Наконец я двинулся в Кёльн. Шли дожди, тянулась мокрая зима, а жители берегов Рейна опасались наводнения. Знаменитый Кёльнский собор показался мне в мокрой ночи скопищем каменных утюгов. И он был красив красотой, не имеющей отношения к реальной жизни — зелёный и серый в свете прожекторов.
Освободившись от дел, я неожиданно встретил своего друга, того, что поил меня пивом в Москве. Он приехал в Германию один, без своей жены-датчанки.

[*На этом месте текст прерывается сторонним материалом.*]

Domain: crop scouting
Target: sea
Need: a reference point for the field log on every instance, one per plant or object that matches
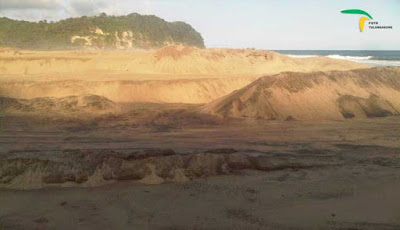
(369, 57)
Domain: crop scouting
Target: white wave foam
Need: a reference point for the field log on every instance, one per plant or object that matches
(351, 58)
(380, 62)
(301, 56)
(361, 59)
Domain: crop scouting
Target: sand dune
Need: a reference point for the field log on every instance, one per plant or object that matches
(173, 74)
(162, 91)
(84, 103)
(332, 95)
(172, 60)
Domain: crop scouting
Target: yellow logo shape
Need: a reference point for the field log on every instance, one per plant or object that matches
(362, 23)
(362, 19)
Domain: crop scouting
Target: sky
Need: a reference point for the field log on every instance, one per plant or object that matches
(261, 24)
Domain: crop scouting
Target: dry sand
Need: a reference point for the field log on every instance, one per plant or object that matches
(331, 95)
(173, 74)
(90, 140)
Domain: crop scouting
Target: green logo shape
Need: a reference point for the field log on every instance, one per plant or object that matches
(356, 11)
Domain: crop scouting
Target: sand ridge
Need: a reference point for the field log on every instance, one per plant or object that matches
(334, 95)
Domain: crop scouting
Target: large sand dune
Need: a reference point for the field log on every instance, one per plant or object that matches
(174, 74)
(172, 60)
(332, 95)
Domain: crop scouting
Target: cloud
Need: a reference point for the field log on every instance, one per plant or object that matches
(29, 4)
(87, 7)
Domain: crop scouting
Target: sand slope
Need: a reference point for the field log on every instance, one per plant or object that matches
(168, 60)
(320, 95)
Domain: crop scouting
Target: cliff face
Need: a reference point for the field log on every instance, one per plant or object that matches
(332, 95)
(100, 32)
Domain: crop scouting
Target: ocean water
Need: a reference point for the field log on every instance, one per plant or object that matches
(369, 57)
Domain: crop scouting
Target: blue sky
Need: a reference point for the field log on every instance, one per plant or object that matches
(262, 24)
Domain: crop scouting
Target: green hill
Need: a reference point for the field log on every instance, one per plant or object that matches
(105, 32)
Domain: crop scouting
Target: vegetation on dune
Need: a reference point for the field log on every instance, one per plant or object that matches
(141, 31)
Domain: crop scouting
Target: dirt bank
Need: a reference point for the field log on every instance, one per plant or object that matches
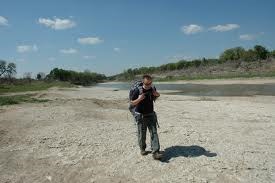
(88, 135)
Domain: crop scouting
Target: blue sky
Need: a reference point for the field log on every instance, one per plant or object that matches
(110, 36)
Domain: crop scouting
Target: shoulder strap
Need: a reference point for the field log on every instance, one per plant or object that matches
(140, 90)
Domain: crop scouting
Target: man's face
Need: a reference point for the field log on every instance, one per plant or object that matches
(147, 83)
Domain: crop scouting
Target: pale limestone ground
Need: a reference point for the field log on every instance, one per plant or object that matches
(88, 135)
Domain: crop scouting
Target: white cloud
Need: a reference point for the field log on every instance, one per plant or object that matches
(191, 29)
(68, 51)
(51, 58)
(89, 40)
(117, 49)
(26, 48)
(57, 23)
(88, 57)
(3, 21)
(224, 28)
(248, 37)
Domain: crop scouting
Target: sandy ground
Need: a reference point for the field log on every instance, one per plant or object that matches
(88, 135)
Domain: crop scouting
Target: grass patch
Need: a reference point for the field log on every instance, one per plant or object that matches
(33, 86)
(16, 99)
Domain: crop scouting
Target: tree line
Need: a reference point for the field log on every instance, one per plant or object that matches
(8, 72)
(237, 54)
(79, 78)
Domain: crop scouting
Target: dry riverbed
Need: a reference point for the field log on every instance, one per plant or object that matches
(88, 135)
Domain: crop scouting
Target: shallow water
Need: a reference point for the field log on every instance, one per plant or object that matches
(206, 90)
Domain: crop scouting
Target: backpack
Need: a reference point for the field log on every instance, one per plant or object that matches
(136, 85)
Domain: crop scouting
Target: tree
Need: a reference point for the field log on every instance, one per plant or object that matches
(7, 70)
(40, 76)
(232, 54)
(2, 67)
(11, 70)
(28, 76)
(261, 52)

— Ну что, по пиву? — сразу сказал он.
Нам не казалась странной эта встреча посреди Европы. Оба мы были в Европе людьми случайными, временными, несмотря на то, что у него уже было двое детей — граждан этой самой объединённой Европы. Нас горохом катало по миру.
— Нет, друг, — отвечал я. — Давай просто послоняемся, поедим чего-нибудь. Я не завтракал.
— А у меня отпуск на фирме. Вот еду на Восток, — сказал он невпопад.
Оказалось, что он хочет приехать к нашей части с запада, хочет пересечь границу бывшего, наверное, последнего государства рабочих и крестьян на немецкой земле, двигаясь именно с запада и увидеть на взгорке башню радиопрослушивания, которую немцы называли «кафе „Москва“», а наши офицеры — просто «залупа».
Давным-давно, в нашей прошлой жизни, я сидел вместе с ним за системой слежения, а он, проматывая кассету, заносил данные в журнал.
— This covered my station… — говорил чужой пилот.
— Alfa-Whisky ziro nine, read you loud and clear. Rodger.[6] — отвечали ему с земли.